SANDRA SEALEY INNOVATOR: Dr Joseph Jackson is responsible for the modern-day remote control (right). His inventions include a women’s fertility predictor (left) that’s a popular option for birth control.
THE REMOTE CONTROL has become the source of many a dispute in the home today, fuelling rivalries between siblings and spouses who want to hog the precious device to surf channels, or just to ensure the TV channel is not switched from their favourite game or show.
However, the next time you make use of your TV remote, VCR, cable box (TIVO or DVR), just bear in mind that you owe their ease and convenience to an African-American inventor and innovator.
Joseph N. Jackson, inventor, scientist, businessman, humanitarian and co-founder of the Black Inventions Museum Inc., is a living legend who continues to work on ideas to enhance the lives of people worldwide.
The fourth of eight children born to Ernest and Octavia Jackson in Harvey, “Jefferson Parish”, Louisiana, United States, Jackson was always “a curious soul”. He started pulling apart radios when he was a child to find “the little people” who would talk on the radio. He had “a knack for the mystery of technology”, he said in AN interview.

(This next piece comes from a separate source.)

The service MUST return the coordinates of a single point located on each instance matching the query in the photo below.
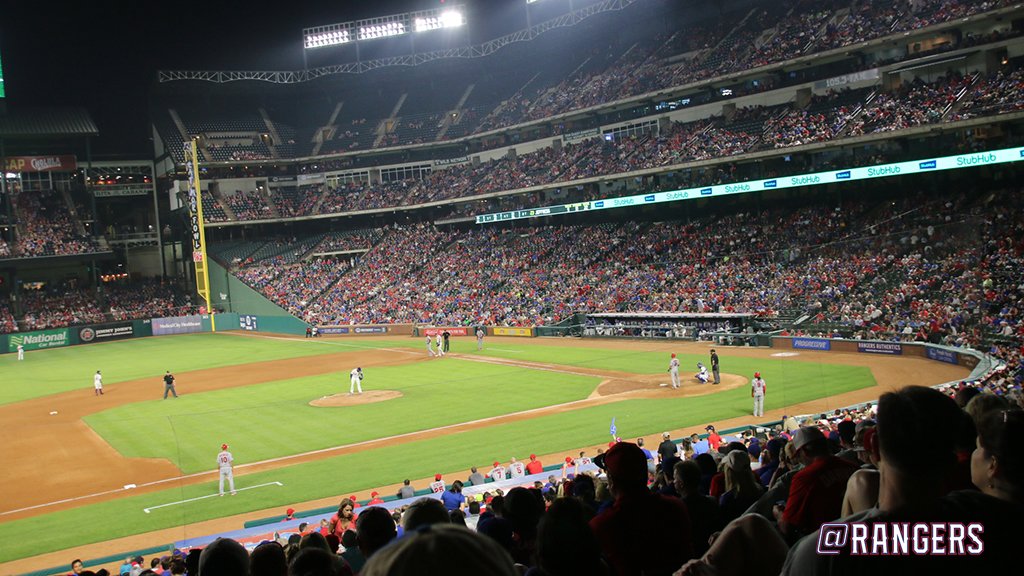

Jackson attended a segregated school where he received his general education diploma. At the age of 17 he went to work as an oil field tool maintenance helper. In 1961, at age 18, he was accepted in the US Army and attended television repair school at night. He later owned and operated a radio and television repair shop parttime for seven years in Fayetteville, North Carolina, near Fort Bragg where he was stationed.
After being honourably discharged in February 1968, Jackson re-enlisted in June 1970, working as an engineer equipment technician in Korea. He graduated from the Army Recruiting and Career Counsellor School in 1971 and transferred to California in 1973. He was an army recruiter and careers counsellor until his retirement in July 1978.
Before his retirement, Jackson completed a degree in business administration at Columbia College. He also holds a doctorate in applied science and technology from Glendale University.
His earliest effort at invention led to the precursor of the v-chip, technology used in the television industry to block violent and objectionable programmes that could be seen by young children. In 1993, he founded Protelcon Inc., which markets and distributes the TeleCommander, the first empowerment television accessory designed to give parents control over viewing content and the habits of children.
Jackson didn’t invent the remote itself. He improved on earlier inventions, making the TV remote what we know it to be today.
He is the holder of at least six US patents in the area of telecommunications (a video supervision/censoring system for parental control, and two programmable television controllers), and fertility prediction devices for women, as well as several copyrights, trademarks, and pending patents in the area of aircraft security and tracking systems.
As a businessman, his marketing strategies are also impressive and help influence people to constantly use technology.
He is a member of the Black Business Association of Los Angeles and the Hawthorne Chamber of Commerce, and also serves as patent consultant to potential inventors.